The report, to be heard at a SLWP meeting tonight at 5.30pm in Croydon Town Hall, also reveals that Kingston Council has had to manage “numerous challenges” since bringing the service back 'in-house'.

A section of the report accidentally leaked online reveals EWC 'removed' from the contract in July 2013 after months of 'poor service' at the same time as it was appointing administrators over financial difficulties.

EWC,  the SLWP and a sub-contractor DHL were also caught up in a BBC Panorama investigation 'Track My Trash' in May 2011 when the news programme revealed TV sets dumped at Merton and Croydon were on their way to Africa in breach of environmental regulations. 

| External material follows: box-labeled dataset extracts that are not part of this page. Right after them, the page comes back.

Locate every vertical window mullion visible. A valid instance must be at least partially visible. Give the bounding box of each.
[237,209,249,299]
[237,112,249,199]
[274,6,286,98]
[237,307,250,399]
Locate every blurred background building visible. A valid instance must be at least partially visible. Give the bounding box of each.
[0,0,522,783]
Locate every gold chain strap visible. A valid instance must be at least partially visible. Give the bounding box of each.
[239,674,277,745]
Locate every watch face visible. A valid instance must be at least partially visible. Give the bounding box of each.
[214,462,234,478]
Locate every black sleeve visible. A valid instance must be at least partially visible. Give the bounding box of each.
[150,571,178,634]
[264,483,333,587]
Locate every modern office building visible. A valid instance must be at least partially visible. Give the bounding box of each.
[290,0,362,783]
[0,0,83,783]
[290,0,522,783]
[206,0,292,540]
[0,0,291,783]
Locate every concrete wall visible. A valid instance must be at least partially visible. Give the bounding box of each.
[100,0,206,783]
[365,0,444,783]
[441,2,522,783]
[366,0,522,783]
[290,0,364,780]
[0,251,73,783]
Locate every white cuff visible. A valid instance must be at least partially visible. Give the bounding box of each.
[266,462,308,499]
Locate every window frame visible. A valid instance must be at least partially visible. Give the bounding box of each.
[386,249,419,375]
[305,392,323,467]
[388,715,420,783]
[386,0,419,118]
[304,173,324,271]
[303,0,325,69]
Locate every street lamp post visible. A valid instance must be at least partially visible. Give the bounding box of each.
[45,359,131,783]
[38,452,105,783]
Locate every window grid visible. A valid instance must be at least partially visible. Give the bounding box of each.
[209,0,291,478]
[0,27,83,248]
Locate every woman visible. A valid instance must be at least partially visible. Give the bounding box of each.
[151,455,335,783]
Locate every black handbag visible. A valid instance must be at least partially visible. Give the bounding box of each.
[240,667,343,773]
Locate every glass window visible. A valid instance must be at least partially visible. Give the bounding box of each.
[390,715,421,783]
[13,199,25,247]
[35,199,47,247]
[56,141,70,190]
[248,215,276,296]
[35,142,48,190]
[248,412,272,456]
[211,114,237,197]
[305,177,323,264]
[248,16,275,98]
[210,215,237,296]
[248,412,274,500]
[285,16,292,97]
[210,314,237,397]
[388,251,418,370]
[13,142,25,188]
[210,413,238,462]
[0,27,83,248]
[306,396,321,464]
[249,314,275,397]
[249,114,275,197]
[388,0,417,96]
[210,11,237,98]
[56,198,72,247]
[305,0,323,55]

Kingston Council has also restructured the service since August 2014 which the report said had been successful apart from a trade dispute and Croydon's Purley Oaks site.

Councillors will be asked tonight to approve international waste giant Veolia as its preferred bidder for a seven year contract beginning in October.

Sita UK would be a 'back-up' reserved bidder.

Bids by Countrystyle Recycling and Viridor, which is working on an incinerator for the SLWP, were not progressed and Biffa pulled out, citing other work elsewhere.

The leaked report shows the 'scores' for each of the company's bids and how much they had bid. 

The SLWP's 'risk register' which details potential threats to the contract and potential mitigations, said that there was a small risk that a third party could challenge Kingston running the contract.

But it said that the councils' actions could be defended by EWC's then financial position and risk of insolvency.